Plymouth State Recognized with Carnegie Foundation Community Engagement Classification

Students pose with gift donations

Selection marks the second time PSU has earned distinction.

Plymouth State University (PSU) has been selected as one of only 119 U.S. colleges and universities to receive the Carnegie Foundation Carnegie Community Engagement Classification, an elective designation that honors institutional commitment to community engagement. 

The Carnegie Community Engagement Classification is the leading framework for institutional assessment and recognition of community engagement in U.S. higher education. It is awarded following a process of institutional self-study, which is then assessed by a national review committee led by the Swearer Center for Public Engagement at Brown University.

“These institutions are doing exceptional work to forward their public purpose in and through community engagement that enriches teaching and research while also benefiting the broader community,” noted Mathew Johnson, executive director of the Swearer Center. 

This is the second time that PSU has earned this distinction; the University was first recognized in 2010.

“PSU is pleased to be recognized for our commitment to our institutional motto, Ut Prosim (That I May Serve),” said Jessica Dutille, director of community impact. “I am so proud of our students who embody this motto by contributing their hearts and minds to community initiatives, and I am grateful for our many nonprofit partners empowering students to join their important work. This classification reflects the dedication and hard work of an entire community.”

Service is a core PSU value that involves 100 percent of academic disciplines. More than 50 percent of courses are community engaged (572 total), involving more than 50 percent of all students (2,282 total). Student participation in service projects has increased substantially in recent years due to new programming and implementation of a new student leadership model.

The University’s community engagement and active citizenship competencies are mapped to those of the National Association of Colleges and Employers (NACE): Critical Thinking/Problem Solving; Oral/Written Communications; Teamwork/Collaboration; Information Technology Application; Leadership; Professionalism/Work Ethic; and Career Management. “By engaging in community service work, our students are better prepared to succeed when they graduate, no matter their career path,” noted Dutille.

PSU students are proactive in taking care of each other, their neighbors and the wider world. The campus Community Cupboard (Student Support Foundation food pantry) and Swipe It Forward program (donations of dining hall meals) help address student food insecurity, and community service participation is a student athlete requirement; students assist area organizations devoted to homelessness, veterans, women and youth; and students aid underserved communities nationally and internationally through off-campus trips and projects. “As advisor to the Student Support Foundation, it is incredible to see the students’ thoughtfulness, compassion and awareness of those around them, and how it fosters a deep culture of caring – it’s contagious,” said Casey Krafton, PSU’s assistant director of community impact.

Alumni and current students alike take inspiration from the numerous opportunities afforded by Plymouth State’s culture of service.
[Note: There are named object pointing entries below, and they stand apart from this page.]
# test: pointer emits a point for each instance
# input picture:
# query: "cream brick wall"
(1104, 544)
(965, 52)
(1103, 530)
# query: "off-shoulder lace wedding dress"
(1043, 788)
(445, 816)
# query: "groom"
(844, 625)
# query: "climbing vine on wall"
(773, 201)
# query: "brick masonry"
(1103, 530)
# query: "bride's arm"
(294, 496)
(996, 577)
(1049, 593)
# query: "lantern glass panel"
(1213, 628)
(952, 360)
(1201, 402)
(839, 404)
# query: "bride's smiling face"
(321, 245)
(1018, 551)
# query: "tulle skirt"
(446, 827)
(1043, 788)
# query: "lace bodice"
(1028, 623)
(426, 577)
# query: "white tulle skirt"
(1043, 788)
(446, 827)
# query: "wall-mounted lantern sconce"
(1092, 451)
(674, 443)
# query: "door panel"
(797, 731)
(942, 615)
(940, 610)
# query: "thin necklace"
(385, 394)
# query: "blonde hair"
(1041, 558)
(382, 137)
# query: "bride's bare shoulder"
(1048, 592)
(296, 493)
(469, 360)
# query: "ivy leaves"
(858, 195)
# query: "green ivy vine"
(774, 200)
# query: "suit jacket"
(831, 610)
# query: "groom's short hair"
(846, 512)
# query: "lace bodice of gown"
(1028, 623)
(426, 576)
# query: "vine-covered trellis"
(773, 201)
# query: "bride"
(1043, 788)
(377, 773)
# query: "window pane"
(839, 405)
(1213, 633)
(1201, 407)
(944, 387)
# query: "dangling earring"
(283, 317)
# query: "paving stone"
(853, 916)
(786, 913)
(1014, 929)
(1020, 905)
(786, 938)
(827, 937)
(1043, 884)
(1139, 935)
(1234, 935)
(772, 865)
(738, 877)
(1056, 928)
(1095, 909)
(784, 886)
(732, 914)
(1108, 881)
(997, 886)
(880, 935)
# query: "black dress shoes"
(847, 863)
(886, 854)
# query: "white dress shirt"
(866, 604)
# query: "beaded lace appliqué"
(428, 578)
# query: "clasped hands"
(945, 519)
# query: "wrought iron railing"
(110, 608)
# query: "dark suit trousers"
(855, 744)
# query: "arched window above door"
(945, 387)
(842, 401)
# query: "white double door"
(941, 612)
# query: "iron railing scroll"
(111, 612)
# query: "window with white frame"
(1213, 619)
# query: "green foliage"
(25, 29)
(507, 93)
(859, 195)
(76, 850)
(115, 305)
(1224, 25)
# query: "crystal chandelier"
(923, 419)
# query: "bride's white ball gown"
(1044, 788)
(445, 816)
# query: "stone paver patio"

  • Zachary Eastman ’21 is a student who is currently experiencing homelessness. As a business major, he lives year-round at PSU while working multiple jobs and attending classes full-time. His Social Entrepreneurship course project, “Homeless but Not Hopeless,” proposes a comprehensive homeless shelter model that combines multiple essential services, such as health insurance, housing, food stamps, job opportunities, transportation and education, into a ‘one stop shop’ format. In his Design Thinking course, he is developing different business models for the enterprise. “I’m really starting to learn more about what a business needs, how to start it, and how to make it bloom,” said Eastman. “To me, Social Entrepreneurship is about making a difference in the world.”
  • Molly Cassidy ’20 was awarded a Campus Compact Newman Civic Fellowship this past academic year for facilitating community engaged learning experiences. One of her signature programs is the Angel Tree Project, through which she helped collect gift donations for more than 300 children in the region. She has also participated in both international and domestic service trips and she was a driving force behind PSU’s Give It Forward program, which collected food, clothing, furniture and appliances to benefit 13 local nonprofit organizations. “Molly exemplifies a student leader who is making significant contributions to the development of her peers, and to the local and global communities,” said President Donald L. Birx.
  • New Hampshire Representative Matt Wilhelm ’04 was recently named National Service Advocate of the Year in a Washington, DC, ceremony that also honored civil rights icon Congressman John Lewis and other service leaders. Wilhelm is actively revitalizing dilapidated properties in Manchester, NH, to serve community needs, and is known for his legislative advocacy for service-driven and community-minded young people. He credits Plymouth State with accelerating his journey to national recognition. “The community is pretty unique among college campuses and I learned a lot about different ways one can serve,” he said.

“In return, the community reaches out and embraces our students,” said Dutille, who noted the assistance, mentoring and partnership of community members and local nonprofit leaders.